Why We Write; Art Criticism in Cairo and Beirut at the Turn of the 21st Century

Mai Elwakil  |  Research on the Arts Program  |  2021  |  Egypt

Team Members: Nour El Safoury, Jenifer Evans

Why We Write explores how critics, who write about contemporary visual art from the Arab region, have found their bearings amid the structural, political, social and technological changes that have followed the end of the Cold War. It uncovers an intellectual and social history of art by tracing the networks of people, institutions, and aesthetic ideas that generate the texts that function around and create value for art from the region. Focusing on Cairo (where the team is active) and Beirut (a familiar scene, where the team seeks to collaborate with a local researcher to access documents and archives) enables insights relevant to other parts of the region, such as Palestine, Jordan or the Gulf countries, to which production and funding have been shifting.

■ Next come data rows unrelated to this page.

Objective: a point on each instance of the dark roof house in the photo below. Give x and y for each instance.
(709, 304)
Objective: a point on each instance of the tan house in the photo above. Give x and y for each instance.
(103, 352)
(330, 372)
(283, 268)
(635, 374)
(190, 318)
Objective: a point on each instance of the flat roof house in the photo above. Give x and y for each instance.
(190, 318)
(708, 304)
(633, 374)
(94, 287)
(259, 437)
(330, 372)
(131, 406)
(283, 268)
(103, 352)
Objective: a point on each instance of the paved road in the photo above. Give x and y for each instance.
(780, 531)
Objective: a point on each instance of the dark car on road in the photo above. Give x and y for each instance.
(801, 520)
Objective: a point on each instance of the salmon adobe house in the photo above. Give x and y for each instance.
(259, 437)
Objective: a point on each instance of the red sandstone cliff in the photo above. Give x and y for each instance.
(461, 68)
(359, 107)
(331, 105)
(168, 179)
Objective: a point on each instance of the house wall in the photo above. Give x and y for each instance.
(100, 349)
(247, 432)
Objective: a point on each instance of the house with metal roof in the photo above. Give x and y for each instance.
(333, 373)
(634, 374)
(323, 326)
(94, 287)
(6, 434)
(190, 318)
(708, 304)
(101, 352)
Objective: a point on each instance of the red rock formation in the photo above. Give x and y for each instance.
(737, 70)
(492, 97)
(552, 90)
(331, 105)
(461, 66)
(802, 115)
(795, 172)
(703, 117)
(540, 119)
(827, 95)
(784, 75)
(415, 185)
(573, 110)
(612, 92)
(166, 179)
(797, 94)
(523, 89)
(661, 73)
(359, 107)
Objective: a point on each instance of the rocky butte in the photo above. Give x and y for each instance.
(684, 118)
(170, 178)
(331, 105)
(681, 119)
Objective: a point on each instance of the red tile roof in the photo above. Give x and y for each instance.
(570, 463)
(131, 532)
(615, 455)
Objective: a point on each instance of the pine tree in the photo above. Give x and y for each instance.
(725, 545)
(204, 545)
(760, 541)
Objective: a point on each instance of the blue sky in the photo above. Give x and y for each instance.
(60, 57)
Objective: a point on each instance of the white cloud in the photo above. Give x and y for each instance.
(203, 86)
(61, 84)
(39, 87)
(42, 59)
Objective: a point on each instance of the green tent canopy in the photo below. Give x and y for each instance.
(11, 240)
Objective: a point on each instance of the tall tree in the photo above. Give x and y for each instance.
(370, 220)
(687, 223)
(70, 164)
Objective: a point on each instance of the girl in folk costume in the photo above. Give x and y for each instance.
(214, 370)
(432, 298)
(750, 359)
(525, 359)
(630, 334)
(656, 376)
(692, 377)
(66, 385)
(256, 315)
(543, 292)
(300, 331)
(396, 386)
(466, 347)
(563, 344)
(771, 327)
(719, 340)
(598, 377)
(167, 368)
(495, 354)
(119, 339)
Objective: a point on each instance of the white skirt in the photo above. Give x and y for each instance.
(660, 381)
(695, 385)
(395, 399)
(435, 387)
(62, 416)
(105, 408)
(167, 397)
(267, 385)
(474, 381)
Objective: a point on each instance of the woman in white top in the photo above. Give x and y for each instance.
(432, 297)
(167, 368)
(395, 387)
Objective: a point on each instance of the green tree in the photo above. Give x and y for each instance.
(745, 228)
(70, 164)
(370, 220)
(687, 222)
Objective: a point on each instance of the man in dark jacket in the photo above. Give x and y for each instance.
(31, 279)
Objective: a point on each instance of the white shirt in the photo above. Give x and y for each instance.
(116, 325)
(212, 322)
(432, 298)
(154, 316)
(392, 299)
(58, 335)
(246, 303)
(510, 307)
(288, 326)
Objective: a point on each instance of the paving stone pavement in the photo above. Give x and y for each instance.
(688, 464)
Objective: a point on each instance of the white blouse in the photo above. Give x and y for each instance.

The project aims to address three main research questions: 1) How does an art writer develop a practice in the time and places under discussion? The research analyzes the personal trajectories and aspirations that lead to art writing, coming to the discipline from different backgrounds, developing careers, relationships with editors, choice of language, envisioned audiences, and writing processes. 2) As previous cultural funding and support structures have shrunk or collapsed in Lebanon and Egypt, what new infrastructures have formed for the creation, dissemination, and publishing of art criticism? How have they influenced the type of criticism written and the type of artworks gaining critical attention? 3) The past three decades saw major changes in who engages in art criticism and why. Why, despite flourishing art criticism scenes, were writings marked by ahistoricism and a difficulty in determining the purpose(s) behind writing? With increased reliance on “field reports” as a form of criticism, what type of art history can be based on writings from this time? Are critics able to provide historical insight for future art historians?